The mechanisms of lymphoma development after BLV infection are not fully elucidated. Viral products such as Tax and ASs are thought to play significant roles in oncogenic mechanisms. In addition, previous studies have demonstrated that polymorphisms in the host genomes involved in the immune response to the BLV affect the proviral load and risk of developing lymphoma15,16,17,18,19. Moreover, BLV integration into the host genome itself would accelerate the proliferation of infected cells20,21. The oncogenic processes of each factor have been extensively studied; however, the comprehensive understanding of these factors is limited. In our study, use of the complementary pair of probes set to the TNF-α promoter region allowed us to successfully enrich and detect host SNP simultaneously with ISs, clonal expansion and whole BLV proviral sequences. Previous study has shown that the frequency of the TNF-α-824 G allele is higher in cattle with EBL in association with low transcription activity of the promoter region of the bovine TNF-α gene expression. In our DNA-capture-seq data, TNF-α-824G allele frequency was also higher than that of TNF-α-824A allele in EBL cattle samples (75% for TNF-α-824G). In contrast, TNF-α-824G allele frequency was lower than that of TNF-α-824A allele in AS and PL cattle samples (25% for TNF-α-824G). Because of a small sample size, significant differences in allele frequency among pathogenetic stages could not be definitively elucidated. However, these data partially support the previous reports of the relationships between lymphoma development and polymorphisms in the TNF-α promoter region. The work present here is a pilot study, yet novel approach, based on a selection of a single SNP. The use of specific probes matching additional SNPs such as p53 tumor suppressor gene or tumor necrosis factor receptor type II gene (TNF-RII), previously reported to be associated with EBL pathogenesis, will make this approach more informative36,37.

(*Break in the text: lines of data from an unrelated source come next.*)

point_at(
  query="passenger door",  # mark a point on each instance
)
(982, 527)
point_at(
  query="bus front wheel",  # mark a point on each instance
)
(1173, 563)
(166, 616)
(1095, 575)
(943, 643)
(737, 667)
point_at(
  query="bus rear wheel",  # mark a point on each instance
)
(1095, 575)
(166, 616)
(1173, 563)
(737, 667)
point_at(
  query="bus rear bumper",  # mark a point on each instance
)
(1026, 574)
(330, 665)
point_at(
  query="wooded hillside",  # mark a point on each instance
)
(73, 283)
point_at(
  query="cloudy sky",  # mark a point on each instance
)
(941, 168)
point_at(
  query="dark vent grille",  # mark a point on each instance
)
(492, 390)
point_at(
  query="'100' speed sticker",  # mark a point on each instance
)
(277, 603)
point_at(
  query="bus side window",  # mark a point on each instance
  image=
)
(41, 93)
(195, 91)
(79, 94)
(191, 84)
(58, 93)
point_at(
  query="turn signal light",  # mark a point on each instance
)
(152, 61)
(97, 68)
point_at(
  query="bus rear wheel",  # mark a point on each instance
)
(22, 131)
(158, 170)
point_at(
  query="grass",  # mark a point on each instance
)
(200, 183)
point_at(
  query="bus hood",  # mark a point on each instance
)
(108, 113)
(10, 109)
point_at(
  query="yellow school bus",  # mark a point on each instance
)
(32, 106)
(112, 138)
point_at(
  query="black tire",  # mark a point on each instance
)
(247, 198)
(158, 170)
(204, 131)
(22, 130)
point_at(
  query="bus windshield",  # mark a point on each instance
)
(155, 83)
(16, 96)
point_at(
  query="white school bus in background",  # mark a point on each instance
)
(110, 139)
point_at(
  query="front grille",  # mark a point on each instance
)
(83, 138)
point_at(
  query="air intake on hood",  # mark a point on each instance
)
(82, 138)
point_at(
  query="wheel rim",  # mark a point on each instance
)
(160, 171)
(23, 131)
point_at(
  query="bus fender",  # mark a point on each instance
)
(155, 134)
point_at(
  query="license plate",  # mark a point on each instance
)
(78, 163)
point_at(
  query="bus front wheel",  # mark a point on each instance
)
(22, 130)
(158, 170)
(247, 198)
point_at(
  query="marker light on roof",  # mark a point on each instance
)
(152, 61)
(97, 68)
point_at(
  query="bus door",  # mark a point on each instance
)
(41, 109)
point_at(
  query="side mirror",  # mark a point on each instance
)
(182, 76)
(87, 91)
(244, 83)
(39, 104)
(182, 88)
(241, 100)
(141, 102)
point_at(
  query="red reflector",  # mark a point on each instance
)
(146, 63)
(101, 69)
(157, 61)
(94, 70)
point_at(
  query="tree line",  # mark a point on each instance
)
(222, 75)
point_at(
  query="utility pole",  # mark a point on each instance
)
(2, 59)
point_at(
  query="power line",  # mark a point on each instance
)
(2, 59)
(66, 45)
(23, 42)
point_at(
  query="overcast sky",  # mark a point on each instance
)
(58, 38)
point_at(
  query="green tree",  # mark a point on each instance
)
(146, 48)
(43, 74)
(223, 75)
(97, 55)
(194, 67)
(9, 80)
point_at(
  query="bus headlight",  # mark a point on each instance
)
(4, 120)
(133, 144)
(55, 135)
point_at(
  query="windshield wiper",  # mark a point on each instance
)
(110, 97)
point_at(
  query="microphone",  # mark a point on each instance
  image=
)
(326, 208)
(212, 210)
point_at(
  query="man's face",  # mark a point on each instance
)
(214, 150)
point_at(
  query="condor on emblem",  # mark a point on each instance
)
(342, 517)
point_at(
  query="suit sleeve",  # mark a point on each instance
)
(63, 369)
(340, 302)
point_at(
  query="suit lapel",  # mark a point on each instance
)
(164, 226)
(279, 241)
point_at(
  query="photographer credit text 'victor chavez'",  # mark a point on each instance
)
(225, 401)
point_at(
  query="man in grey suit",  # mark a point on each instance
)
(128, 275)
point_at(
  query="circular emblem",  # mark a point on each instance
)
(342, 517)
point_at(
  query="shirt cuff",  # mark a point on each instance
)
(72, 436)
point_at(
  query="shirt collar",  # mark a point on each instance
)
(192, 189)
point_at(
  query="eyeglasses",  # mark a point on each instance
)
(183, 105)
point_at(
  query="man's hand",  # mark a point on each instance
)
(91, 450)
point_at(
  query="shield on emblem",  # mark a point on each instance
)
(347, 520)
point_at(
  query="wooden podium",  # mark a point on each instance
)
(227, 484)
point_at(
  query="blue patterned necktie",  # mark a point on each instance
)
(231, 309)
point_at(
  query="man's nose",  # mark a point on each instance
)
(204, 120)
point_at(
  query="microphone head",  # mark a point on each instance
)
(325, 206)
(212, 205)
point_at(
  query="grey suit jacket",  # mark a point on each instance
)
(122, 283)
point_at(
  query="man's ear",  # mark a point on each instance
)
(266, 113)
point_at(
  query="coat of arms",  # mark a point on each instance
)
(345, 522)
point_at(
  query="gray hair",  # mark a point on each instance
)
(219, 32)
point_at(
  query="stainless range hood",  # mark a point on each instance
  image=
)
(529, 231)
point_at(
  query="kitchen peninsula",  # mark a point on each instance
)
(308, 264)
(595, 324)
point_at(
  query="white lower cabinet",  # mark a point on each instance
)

In summary, we explored the DNA-capture-seq approach which enables comprehensive analysis of the BLV whole genome sequence, ISs, clonal expansion of infected cells as well as SNPs of the host genome. Analysis of four EBL cattle infected with BLV genotype 3 identified high clonality of infected cells and high allele frequency of TNF-α-824G. ISs of EBL-1 and EBL-4 were located next to genomic repeats while some ISs of EBL-2 and EBL-3 were located nearby transcribed regions. In contrast, analysis of AS and PL cattle infected with BLV genotype 1 showed polyclonal expansion of BLV infected cells, with an increase of major clone population partially associated with PVL. In addition, the defective provirus with higher resolution was detected in PL cattle. TNF-α-824G allele frequency was lower in AS and PL cattle group. These results demonstrated the effectiveness of this approach in analysis of EBL tumor tissue samples and BLV infected AS and PL blood samples. The efficient and sensitive identification of ISs would allow detection of low frequency clones, which could lead to a better understanding of polyclonal expansion of BLV-infected cells in early infection and during persistent infection together with the BLV proviral genome and host genome variability. The DNA-capture-seq approach described in this study has potential as an innovative tool for understanding the detailed mechanisms of BLV infection in the course of disease progression.
Materials and methods
DNA probes
One hundred and forty-five xGen Lockdown Probes (IDT) were custom-designed based on the BLV proviral sequence, accession number EF600696 (the list of probes can be found as Table S2). Probes were also custom-designed based on bovine tumor necrosis factor alpha (TNF-α) gene promoter sequence of Bos Taurus genome sequence (ARS-UCD1.2/bosTau9).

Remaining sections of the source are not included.